Bradl schaffte es in der MotoGP in die fünfte Startreihe. Der 29-Jährige, der für den verletzten Spanier Jorge Lorenzo eingesprungen ist, hat mit seiner Werks-Honda als 14. Chancen auf das erhoffte Top-10-Ergebnis. "Ich bin mit meiner Arbeit sehr zufrieden. Es macht viel Spaß, ich bin gut vorbereitet und motiviert", sagte Bradl.
Dem Auftritt vor Heimpublikum fiebert der Moto2-Weltmeister von 2011 entgegen. "Es ist eine spezielle Situation für mich in den Werksfarben von Honda. Es wird ein langes Rennen", so Bradl, "bis jetzt habe ich mich ganz ordentlich verkauft. Morgen gilt es, in die Punkte zu fahren."
Bradl fehlten im ersten Qualifying (Q1) nur 1,25 Zehntelsekunden zum Sprung ins Q2 der zwölf Besten.
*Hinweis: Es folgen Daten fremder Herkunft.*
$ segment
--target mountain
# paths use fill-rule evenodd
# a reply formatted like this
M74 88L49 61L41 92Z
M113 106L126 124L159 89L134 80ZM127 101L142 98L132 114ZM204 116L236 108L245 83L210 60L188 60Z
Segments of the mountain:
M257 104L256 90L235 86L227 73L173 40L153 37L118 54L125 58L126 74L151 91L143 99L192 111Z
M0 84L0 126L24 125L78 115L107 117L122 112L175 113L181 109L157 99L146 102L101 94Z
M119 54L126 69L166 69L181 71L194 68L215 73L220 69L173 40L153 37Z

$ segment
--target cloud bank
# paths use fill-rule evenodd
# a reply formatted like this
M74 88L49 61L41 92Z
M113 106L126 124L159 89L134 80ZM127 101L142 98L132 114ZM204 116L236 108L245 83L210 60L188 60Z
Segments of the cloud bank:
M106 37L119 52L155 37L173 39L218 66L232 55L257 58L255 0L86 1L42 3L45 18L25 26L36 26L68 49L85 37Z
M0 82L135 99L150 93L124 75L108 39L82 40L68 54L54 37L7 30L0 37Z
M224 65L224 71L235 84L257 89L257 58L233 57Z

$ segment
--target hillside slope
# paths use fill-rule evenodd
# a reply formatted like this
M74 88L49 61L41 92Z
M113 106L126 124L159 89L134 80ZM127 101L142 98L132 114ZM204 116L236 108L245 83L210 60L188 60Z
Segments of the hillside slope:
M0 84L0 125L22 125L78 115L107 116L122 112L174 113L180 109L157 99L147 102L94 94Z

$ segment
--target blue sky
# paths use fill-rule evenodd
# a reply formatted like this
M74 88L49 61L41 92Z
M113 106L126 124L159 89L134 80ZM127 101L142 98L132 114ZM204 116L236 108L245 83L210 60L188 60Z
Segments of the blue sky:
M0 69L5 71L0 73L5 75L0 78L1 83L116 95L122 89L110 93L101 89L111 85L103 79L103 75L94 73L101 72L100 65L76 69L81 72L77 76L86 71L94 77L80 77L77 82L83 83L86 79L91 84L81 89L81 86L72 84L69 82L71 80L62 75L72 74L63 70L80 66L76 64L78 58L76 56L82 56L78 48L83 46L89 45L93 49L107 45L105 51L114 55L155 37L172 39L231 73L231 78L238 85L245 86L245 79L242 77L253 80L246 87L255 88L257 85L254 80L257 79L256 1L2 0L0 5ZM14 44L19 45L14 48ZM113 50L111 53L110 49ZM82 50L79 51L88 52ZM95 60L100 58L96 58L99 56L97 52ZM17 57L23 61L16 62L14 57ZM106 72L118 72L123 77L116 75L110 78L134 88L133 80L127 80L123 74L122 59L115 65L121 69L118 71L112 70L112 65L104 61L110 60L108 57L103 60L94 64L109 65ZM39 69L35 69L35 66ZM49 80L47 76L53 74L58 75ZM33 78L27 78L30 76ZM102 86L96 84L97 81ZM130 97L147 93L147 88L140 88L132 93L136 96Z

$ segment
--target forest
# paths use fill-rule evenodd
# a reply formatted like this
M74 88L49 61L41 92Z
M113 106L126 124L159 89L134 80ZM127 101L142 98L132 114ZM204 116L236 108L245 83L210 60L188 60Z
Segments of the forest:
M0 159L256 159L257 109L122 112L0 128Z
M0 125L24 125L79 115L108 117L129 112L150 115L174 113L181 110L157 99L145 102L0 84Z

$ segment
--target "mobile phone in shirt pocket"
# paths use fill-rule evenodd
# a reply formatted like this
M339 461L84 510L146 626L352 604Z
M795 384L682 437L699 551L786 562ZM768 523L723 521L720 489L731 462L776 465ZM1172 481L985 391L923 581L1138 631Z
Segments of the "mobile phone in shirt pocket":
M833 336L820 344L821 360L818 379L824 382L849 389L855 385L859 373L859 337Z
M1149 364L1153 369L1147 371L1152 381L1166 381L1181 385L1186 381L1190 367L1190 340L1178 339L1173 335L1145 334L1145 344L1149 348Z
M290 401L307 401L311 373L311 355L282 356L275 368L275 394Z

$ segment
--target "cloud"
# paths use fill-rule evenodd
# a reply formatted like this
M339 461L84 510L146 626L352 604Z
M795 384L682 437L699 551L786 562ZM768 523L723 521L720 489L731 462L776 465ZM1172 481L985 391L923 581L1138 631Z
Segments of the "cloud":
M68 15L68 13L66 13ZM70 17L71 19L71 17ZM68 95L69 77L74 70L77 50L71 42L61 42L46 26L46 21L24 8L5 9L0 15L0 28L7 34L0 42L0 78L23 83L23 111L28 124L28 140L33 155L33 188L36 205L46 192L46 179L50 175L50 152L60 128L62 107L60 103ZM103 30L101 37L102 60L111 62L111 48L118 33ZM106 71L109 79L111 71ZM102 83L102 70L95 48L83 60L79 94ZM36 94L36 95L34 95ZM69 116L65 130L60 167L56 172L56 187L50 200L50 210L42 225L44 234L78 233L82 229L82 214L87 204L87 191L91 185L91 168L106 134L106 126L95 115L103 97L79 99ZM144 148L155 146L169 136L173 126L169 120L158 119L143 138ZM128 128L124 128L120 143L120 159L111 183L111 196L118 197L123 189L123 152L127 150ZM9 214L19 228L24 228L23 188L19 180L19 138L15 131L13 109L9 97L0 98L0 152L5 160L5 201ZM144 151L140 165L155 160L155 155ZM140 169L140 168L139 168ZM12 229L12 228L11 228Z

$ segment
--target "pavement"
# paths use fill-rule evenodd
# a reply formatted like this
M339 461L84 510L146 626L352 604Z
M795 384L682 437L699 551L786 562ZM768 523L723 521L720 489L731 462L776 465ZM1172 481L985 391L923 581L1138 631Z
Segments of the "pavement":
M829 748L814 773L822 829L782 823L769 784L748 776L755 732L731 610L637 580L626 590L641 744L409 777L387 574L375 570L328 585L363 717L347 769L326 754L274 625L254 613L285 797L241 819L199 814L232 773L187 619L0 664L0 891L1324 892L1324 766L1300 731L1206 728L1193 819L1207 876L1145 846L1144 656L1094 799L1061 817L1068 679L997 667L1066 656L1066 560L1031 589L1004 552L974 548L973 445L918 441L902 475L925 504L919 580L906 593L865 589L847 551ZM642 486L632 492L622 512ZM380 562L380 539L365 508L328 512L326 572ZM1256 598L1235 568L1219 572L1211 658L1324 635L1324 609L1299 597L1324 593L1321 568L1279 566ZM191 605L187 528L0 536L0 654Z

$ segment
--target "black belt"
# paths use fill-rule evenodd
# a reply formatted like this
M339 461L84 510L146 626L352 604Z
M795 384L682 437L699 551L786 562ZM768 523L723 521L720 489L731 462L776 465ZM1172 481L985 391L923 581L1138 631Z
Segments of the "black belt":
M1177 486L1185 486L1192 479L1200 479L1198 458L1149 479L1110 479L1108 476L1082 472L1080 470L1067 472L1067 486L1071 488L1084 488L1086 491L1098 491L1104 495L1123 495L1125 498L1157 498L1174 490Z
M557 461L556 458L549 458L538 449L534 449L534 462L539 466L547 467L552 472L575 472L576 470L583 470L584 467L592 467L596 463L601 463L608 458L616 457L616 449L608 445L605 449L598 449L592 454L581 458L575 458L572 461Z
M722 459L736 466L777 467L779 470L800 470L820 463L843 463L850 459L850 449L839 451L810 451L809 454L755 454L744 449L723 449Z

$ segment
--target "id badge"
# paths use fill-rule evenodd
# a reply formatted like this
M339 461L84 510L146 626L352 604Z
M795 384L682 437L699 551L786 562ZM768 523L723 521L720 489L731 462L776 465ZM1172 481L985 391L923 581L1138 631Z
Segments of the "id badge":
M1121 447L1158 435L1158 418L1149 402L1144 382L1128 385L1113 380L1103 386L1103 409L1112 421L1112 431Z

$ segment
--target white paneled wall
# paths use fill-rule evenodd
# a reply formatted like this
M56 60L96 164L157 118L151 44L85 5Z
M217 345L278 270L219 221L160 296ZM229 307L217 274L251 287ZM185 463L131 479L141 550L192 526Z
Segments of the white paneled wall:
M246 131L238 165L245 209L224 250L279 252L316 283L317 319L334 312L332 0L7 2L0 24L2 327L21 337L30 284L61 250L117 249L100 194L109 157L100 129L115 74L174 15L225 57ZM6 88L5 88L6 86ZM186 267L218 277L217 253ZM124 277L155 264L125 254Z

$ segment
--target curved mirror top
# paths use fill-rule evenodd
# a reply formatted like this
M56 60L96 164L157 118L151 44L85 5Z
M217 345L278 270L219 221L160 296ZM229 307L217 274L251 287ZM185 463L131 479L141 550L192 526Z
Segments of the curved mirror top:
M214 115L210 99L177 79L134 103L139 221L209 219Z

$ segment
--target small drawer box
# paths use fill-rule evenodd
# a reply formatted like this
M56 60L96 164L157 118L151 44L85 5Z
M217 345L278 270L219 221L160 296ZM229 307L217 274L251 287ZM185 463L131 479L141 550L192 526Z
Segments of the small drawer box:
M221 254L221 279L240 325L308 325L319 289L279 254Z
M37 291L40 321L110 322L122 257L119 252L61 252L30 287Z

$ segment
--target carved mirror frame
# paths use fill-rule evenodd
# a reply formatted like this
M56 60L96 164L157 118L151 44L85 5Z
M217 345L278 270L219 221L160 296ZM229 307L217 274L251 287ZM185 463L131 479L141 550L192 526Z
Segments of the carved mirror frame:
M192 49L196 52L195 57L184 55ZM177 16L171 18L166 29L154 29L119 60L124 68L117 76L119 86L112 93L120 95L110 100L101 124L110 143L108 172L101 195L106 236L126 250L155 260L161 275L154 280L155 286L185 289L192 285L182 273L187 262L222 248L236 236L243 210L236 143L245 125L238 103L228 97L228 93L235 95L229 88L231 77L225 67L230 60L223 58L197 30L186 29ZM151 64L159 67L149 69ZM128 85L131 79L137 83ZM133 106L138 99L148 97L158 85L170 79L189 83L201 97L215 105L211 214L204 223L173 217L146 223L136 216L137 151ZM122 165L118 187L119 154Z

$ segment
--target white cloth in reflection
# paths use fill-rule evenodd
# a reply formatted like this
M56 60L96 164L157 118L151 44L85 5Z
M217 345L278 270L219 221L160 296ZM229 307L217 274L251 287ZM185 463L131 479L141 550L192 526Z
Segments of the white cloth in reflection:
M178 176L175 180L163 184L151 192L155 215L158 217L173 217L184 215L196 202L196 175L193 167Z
Der Honda-Testfahrer absolviert am Sonntag (14:00 Uhr) sein zweites Saisonrennen, in Jerez war er mit einer Wildcard Zehnter geworden.

Die Pole geht an Marquez

Die Pole Position holte sich wie immer Marc Marquez. Der Weltmeister steht zum zehnten Mal nacheinander am Sachsenring auf Startplatz eins und hat die besten Voraussetzungen für seinen zehnten Sieg in Deutschland in Serie.
Neben dem spanischen Honda-Piloten stehen Shootingstar Fabio Quartararo und Maverick Vinales (beide Yamaha).
Rookie Quartararo hatte sich im Vormittagstraining eine Subluxation in der linken Schulter zugezogen, kämpfte sich aber durch. In der Moto3-Klasse wurde Wildcard-Starter Dirk Geiger Letzter. Der 16-Jährige aus Mannheim geht von Platz 30 ins Rennen.